The news sucks every day.
The solution isn't to stop reading the newspaper. Though the temptation to ignore the world keeps growing greater in me. In fact, everything today from politics, to sports, to business, to entertainment seems horribly, irredeemably corrupt.
The term I stumbled upon not long ago is "systems collapse." Where the cost of upholding a system of order is greater even than the value of the order it upholds.
Why pay for insurance, for instance, or police, or education, if the cost of paying for those things is greater than the benefit they provide. Systems collapse happened during the global economic meltdown in 2008. Why keep up mortgage payments when the value of the house you're buying is well-below the price you're paying.
The most palpable example I've found of systems collapse took place in Knossos about 3000 to 5000 years ago.
Knossos was the world's cat's pajamas civilization-wise.
And then it just disappeared about 1200 BC.
From hero to zero, as they say.
Knossos had always surrounded itself with walls to protect its citizens. More and more citizens wanted protection, so over time, the circumference of the walls expanded. Soon, the costs of adding more wall overwhelmed the amount of taxes the wall-builders could collect for building those walls. So they stopped building the walls. Then, as they say in the kids' nursery rhymes, "all faw down."
Add to spiritual decay climate catastrophe (in the case of Knossos, a gigantic earthquake) and in the blink of a millennia's eye, Knossos is Kno-more.
The only subject I'm even nominally qualified to write about is advertising. I think the industry is in the late stages of systems collapse as well.
Let's focus on holding company agencies for just one minute.
You can't spit without hitting an article on LinkedIn or somewhere about how hard it is to find and keep people in agency jobs. My (educated) guess is that holding company turnover runs at about 40%. Which means, according to the law of 72, agencies average complete personnel turnover about every 21 months. For those keeping score, that's less than two years.
Couple more numbers, then we'll make some soup.
In 1975 CEO wages averaged twenty times median employee wages. So, if a median worker made $15,000, the CEO made $300,000. Today, the average CEO makes three-hundred times their median worker. So if the median worker makes $75,000, the average CEO makes just under $23,000,000.
Then there's this, which should be self-explanatory. Workers are making more, and getting less. The profits from productivity gains are going to the C-suite, not the you-and-me-suite.This all seems like a systems collapse recipe to me. Not enough people in the systems have an incentive to keep the system working.
I wonder what would happen--if it's even possible for it to happen without cataclysms and violence--if there were a "great reset." A reset on the order of the one Henry Ford instigated a century ago when he paid his workers $5 a day--five times higher than the prevailing wage. On the supposition that if your workers could afford the products they were making it would be good for business for everyone.

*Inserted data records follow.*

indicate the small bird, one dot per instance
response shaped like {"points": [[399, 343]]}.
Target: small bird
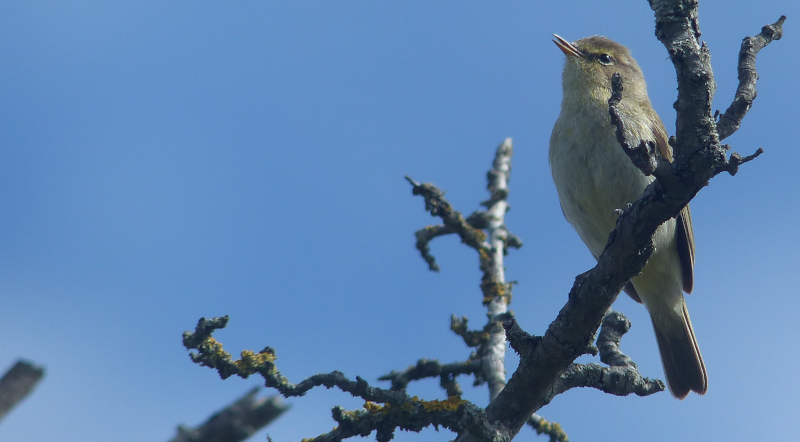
{"points": [[596, 179]]}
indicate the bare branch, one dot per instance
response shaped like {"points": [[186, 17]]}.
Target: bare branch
{"points": [[746, 92], [236, 422], [552, 429], [619, 381], [431, 368], [491, 249], [18, 382]]}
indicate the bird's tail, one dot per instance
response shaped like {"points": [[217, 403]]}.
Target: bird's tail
{"points": [[680, 355]]}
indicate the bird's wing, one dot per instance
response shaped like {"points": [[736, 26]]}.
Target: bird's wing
{"points": [[683, 224]]}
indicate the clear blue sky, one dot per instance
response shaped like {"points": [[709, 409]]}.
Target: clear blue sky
{"points": [[163, 161]]}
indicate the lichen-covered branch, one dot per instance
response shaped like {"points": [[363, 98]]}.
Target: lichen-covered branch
{"points": [[552, 429], [491, 248], [698, 157], [236, 422], [385, 410], [746, 91], [18, 382]]}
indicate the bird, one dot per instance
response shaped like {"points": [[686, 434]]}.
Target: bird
{"points": [[595, 180]]}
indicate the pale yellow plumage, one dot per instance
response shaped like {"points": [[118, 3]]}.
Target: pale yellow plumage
{"points": [[594, 177]]}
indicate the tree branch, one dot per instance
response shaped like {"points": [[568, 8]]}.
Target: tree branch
{"points": [[426, 368], [398, 410], [18, 382], [746, 92], [236, 422], [698, 157]]}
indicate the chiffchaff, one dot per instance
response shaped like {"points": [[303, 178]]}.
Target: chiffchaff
{"points": [[595, 178]]}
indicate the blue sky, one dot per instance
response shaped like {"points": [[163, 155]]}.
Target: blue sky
{"points": [[163, 161]]}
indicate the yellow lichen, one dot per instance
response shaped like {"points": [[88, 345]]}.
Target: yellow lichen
{"points": [[449, 404], [374, 408], [251, 362]]}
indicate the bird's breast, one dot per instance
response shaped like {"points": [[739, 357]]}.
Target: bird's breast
{"points": [[593, 176]]}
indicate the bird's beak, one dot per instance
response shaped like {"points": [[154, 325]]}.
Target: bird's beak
{"points": [[566, 47]]}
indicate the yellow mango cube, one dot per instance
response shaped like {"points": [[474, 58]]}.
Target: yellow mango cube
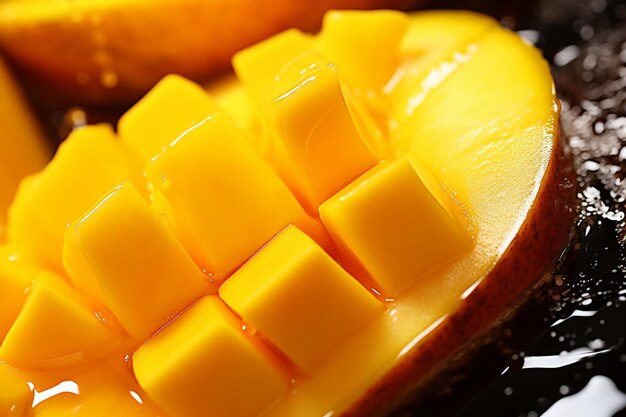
{"points": [[16, 396], [346, 34], [394, 226], [324, 149], [203, 364], [124, 254], [298, 297], [55, 329], [174, 105], [224, 194], [87, 165], [260, 67]]}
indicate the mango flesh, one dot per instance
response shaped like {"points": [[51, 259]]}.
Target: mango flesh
{"points": [[99, 52], [237, 277], [23, 147]]}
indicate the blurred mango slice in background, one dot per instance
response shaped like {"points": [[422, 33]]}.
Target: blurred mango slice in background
{"points": [[110, 52]]}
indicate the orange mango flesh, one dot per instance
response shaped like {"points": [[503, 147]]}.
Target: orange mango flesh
{"points": [[23, 147], [296, 271]]}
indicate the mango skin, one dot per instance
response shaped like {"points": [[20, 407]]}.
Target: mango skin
{"points": [[533, 252]]}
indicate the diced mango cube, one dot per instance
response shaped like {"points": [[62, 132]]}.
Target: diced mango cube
{"points": [[87, 165], [344, 36], [174, 105], [123, 253], [298, 297], [16, 277], [16, 396], [203, 364], [55, 329], [325, 151], [259, 67], [224, 193], [393, 225]]}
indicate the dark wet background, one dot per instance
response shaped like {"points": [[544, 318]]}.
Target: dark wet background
{"points": [[564, 355]]}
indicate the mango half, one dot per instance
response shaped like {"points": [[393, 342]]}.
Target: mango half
{"points": [[316, 237]]}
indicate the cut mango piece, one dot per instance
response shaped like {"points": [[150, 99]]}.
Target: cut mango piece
{"points": [[87, 164], [394, 226], [323, 147], [345, 35], [259, 67], [55, 329], [253, 205], [16, 396], [123, 253], [174, 105], [16, 278], [23, 147], [299, 298], [204, 365]]}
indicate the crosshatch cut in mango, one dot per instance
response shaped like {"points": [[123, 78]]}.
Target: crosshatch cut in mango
{"points": [[243, 203], [56, 328], [393, 225], [293, 334], [260, 66], [345, 34], [123, 253], [204, 365], [324, 149], [174, 105], [299, 298], [87, 165]]}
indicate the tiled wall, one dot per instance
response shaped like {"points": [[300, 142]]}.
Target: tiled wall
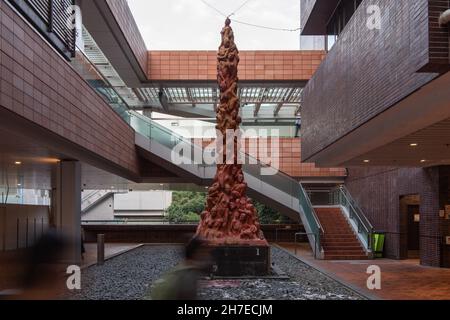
{"points": [[366, 72], [125, 19], [289, 159], [439, 35], [254, 65], [37, 84], [378, 191]]}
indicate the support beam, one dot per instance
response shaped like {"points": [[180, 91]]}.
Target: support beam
{"points": [[257, 108], [277, 109], [163, 100], [68, 208], [191, 100]]}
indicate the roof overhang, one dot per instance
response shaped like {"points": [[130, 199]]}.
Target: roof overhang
{"points": [[316, 22], [413, 133], [99, 20]]}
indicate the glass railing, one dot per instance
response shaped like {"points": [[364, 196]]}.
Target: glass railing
{"points": [[253, 167], [342, 197], [95, 79], [143, 125]]}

What if the leaders of the ad industry pegged C-suite wages to 100x median workers' salaries? Would they really have a hard time finding a CEO willing to work for $7.5 million? (I'd do it.)
What if the leaders of the ad industry said, "nothing leaves my agency that I wouldn't want my family to see. I will post no ads on fascist sites. Nothing that insults one's intelligence. Nothing that is full of lies and 45-seconds of death disclaimers."
What if the leaders of the ad industry started with "how can I show the people who make me money how much I appreciate their work." Rather than, how can I squeeze the murgatroid out of them to maximize profits.
All the nonsense about Chief Talent Officers, Chief People Officers and Diversity, Inclusion and Equity is so much bushwa unless inclusion means we're all included in making an equitable living.
That's not the case today.
And the industry rends its garments and wonders what's wrong with the industry.
The great reset asks how can I love my people more.
Not how can I get more out of them.
How much harder will they work if I treat them well.
Not, how much harder will they work if I beat them well.
There's a reason customers in today's semantics are called users. First we're used. Then we're used up. Now we're used to it.
Earlier this week a veritable hagiography was unleashed on the death of Dan Wieden of Wieden & Kennedy. Most of it focused, as it should, on the work he and his agency produced.
My guess--and it's only a guess--is that one of the ways Wieden & Kennedy has managed to stay so good for so long involves the attention and care they show toward their employees. I could be completely wrong here. Maybe a Wiedenite will correct me. But I'd guess, unlike so many agencies, management at Wieden spent more time encouraging good work than yelling at people for being in timesheet arrears.
Not a Dan Wieden story, but a Lee Clow story. Maybe a Lou Gehrig to Wieden's Babe Ruth. One day after everyone spent all night getting the work together, this 24x36" sheet of paper was hanging from the ceiling in the studio.
Maybe that's a start of how you reset.
Showing you care.
Writing (and showing) the word love.Let's talk about it over a $600 bottle of wine from the deck of a 127-foot yacht in Cannes.